Hace poco los cubanos
perdimos a Severo Nieto, un avezado investigador del mundo de
las bolas y los strikes, que publicó varios libros y en
todos dejó la huella de quien no se cansó de hurgar. Se me
antoja comparar a Carlos con Severo,
pues ambos nos han dejado para la posteridad una obra que les
trasciende. En el caso del mexicano, su mejor aporte es servir
de base para futuras producciones literario deportivas.
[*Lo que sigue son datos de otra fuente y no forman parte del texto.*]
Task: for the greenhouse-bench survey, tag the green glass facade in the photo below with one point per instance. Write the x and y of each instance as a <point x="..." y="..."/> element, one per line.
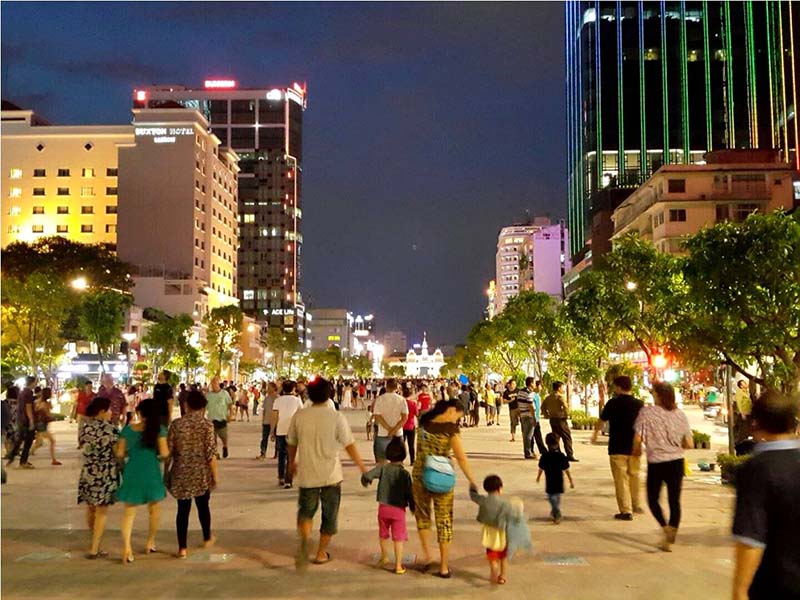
<point x="654" y="83"/>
Los
jóvenes deberán ver en Carlos a un
padre que no escatimó momento alguno de sus luminosos días para
dejar en letras doradas una etapa trascendental del béisbol
yucateco y mexicano. Pero queda muchísimo campo por andar, hay
que seguir tras esos pasos para actualizar la verdadera
historia.
Es que, para mal de muchos
y ventaja de pocos, falta por escribirse la historia real del
béisbol de aquí, de los cubanos, y de allá, de los mexicanos, y
de los norteamericanos, porque los textos que frecuentemente
aparecen, no llevan la necesaria carga que brota del corazón de
quien escribe. Usted se llena de datos, de virtudes
grandilocuentes de aquellos que pueden llenar los bolsillos de
los escritores, con “elegidos” a lo Sammy Sosa o Barry Bonds,
pero de los humildes jugadores que alguna vez dejaron parte de
sus vidas en un terreno de mala muerte, con la única recompensa
de un beso lejano de la novia o la desidia de algunos, aparecen
menos datos, y es donde más deberían detenerse, porque son los
verdaderos héroes anónimos, aquellos que dejaron su vida con
pasión en el terreno y abonaron el camino que hoy tenemos.
Y es en esa conjunción
armoniosa de búsqueda, aciertos, acto de creación y proyección
futurista, donde vemos asunto para la epopeya que bien nos
desbroza Carlos R.
Castillo Barrio, con esa carga
humanitaria y de buen corazón que pone por delante su voluntad y
hasta la vida, para hacernos más felices con su Historia del
béisbol en Yucatán y Campeche entre los años 1892-1905.
Enhorabuena amigo
Carlos, perdona la demora de estas
minutas, pero quería beberme más de una vez tu libro y ahora
pudo ser. De ti se nutrirán las nuevas generaciones, porque eres
un fundador, y los fundadores quedan inmortales en la historia.
Bendito Dios mexicano que supo aportar hombres como
Carlos Castillo.
Si a este humilde hacedor de letras pinareño le llegaste tan
hondo, así habrás penetrado en los corazones yucatecos.
Fue un trabajo para uds.,
del profesor Juan Antonio Martínez de Osaba y Goenaga.